Japan stocks drop amid coronavirus pandemic worries
Stock markets in Asia-Pacific dropped on Tuesday following on from the worst day for global stocks in two years as the number of coronavirus cases outside China spiked.
Japan’s Topix was down 3.7 per cent and on track for its worst one-day performance in over a year after returning from a long weekend. Australia’s S&P/ASX 200 fell as much as 2.6 per cent. The Kospi in South Korea, which fell sharply on Monday following hundreds of confirmed cases in the country over the weekend, was up 0.2 per cent.
On Wall Street overnight, the S&P 500 tumbled 3.4 per cent following deep declines in Europe and Asia. In Italy, the MIB index suffered its worst one-day performance since 2016 after the country placed towns under quarantine in a bid to contain a surge in coronavirus cases.
Iran has reported 12 deaths from the virus, the highest outside China, with eight deaths in South Korea and seven in Italy. The spread of the virus outside China stoked fears that the outbreak would knock economic growth.

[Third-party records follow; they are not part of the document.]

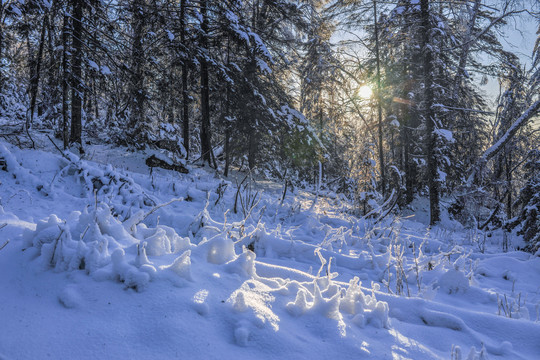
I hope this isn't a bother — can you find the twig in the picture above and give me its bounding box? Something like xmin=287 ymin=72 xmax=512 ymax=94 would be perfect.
xmin=135 ymin=198 xmax=184 ymax=225
xmin=47 ymin=135 xmax=71 ymax=162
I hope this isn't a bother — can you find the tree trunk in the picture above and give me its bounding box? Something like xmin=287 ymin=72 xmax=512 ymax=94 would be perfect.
xmin=420 ymin=0 xmax=440 ymax=225
xmin=373 ymin=1 xmax=386 ymax=195
xmin=199 ymin=0 xmax=212 ymax=165
xmin=69 ymin=0 xmax=83 ymax=152
xmin=30 ymin=13 xmax=49 ymax=126
xmin=62 ymin=11 xmax=69 ymax=150
xmin=180 ymin=0 xmax=189 ymax=159
xmin=128 ymin=0 xmax=148 ymax=146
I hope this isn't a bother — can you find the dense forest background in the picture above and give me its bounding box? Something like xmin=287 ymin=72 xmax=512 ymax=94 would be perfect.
xmin=0 ymin=0 xmax=540 ymax=251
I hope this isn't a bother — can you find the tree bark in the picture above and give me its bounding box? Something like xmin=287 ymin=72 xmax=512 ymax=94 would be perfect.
xmin=199 ymin=0 xmax=212 ymax=165
xmin=69 ymin=0 xmax=83 ymax=151
xmin=373 ymin=1 xmax=386 ymax=195
xmin=420 ymin=0 xmax=440 ymax=225
xmin=62 ymin=11 xmax=69 ymax=150
xmin=129 ymin=0 xmax=147 ymax=146
xmin=180 ymin=0 xmax=189 ymax=159
xmin=30 ymin=13 xmax=49 ymax=125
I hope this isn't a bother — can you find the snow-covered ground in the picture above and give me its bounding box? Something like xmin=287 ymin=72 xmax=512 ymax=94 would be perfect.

“COVID-19 is now present in 30 countries but the World Health Organisation has said it is not a pandemic as it is not spreading in an uncontained way,” ANZ analysts said in a note. “Pandemic or not, markets are selling off and retreating to safe havens.”
Demand for so-called havens steadied. Gold fell 1 per cent to $1,644 after climbing to a 7-year high in the previous session. The yield on the 10-year US Treasury rose 2 basis points to 1.3956 per cent. A flight to the safety of government debt on Monday saw the yield on 10-year US Treasuries near a record low.
Michael Ryan, World Health Organisation executive director for health emergencies, said on Monday that a Covid-19 pandemic is not inevitable. “We’re still in the balance,” he said. “We are in a phase of preparing for a potential pandemic”.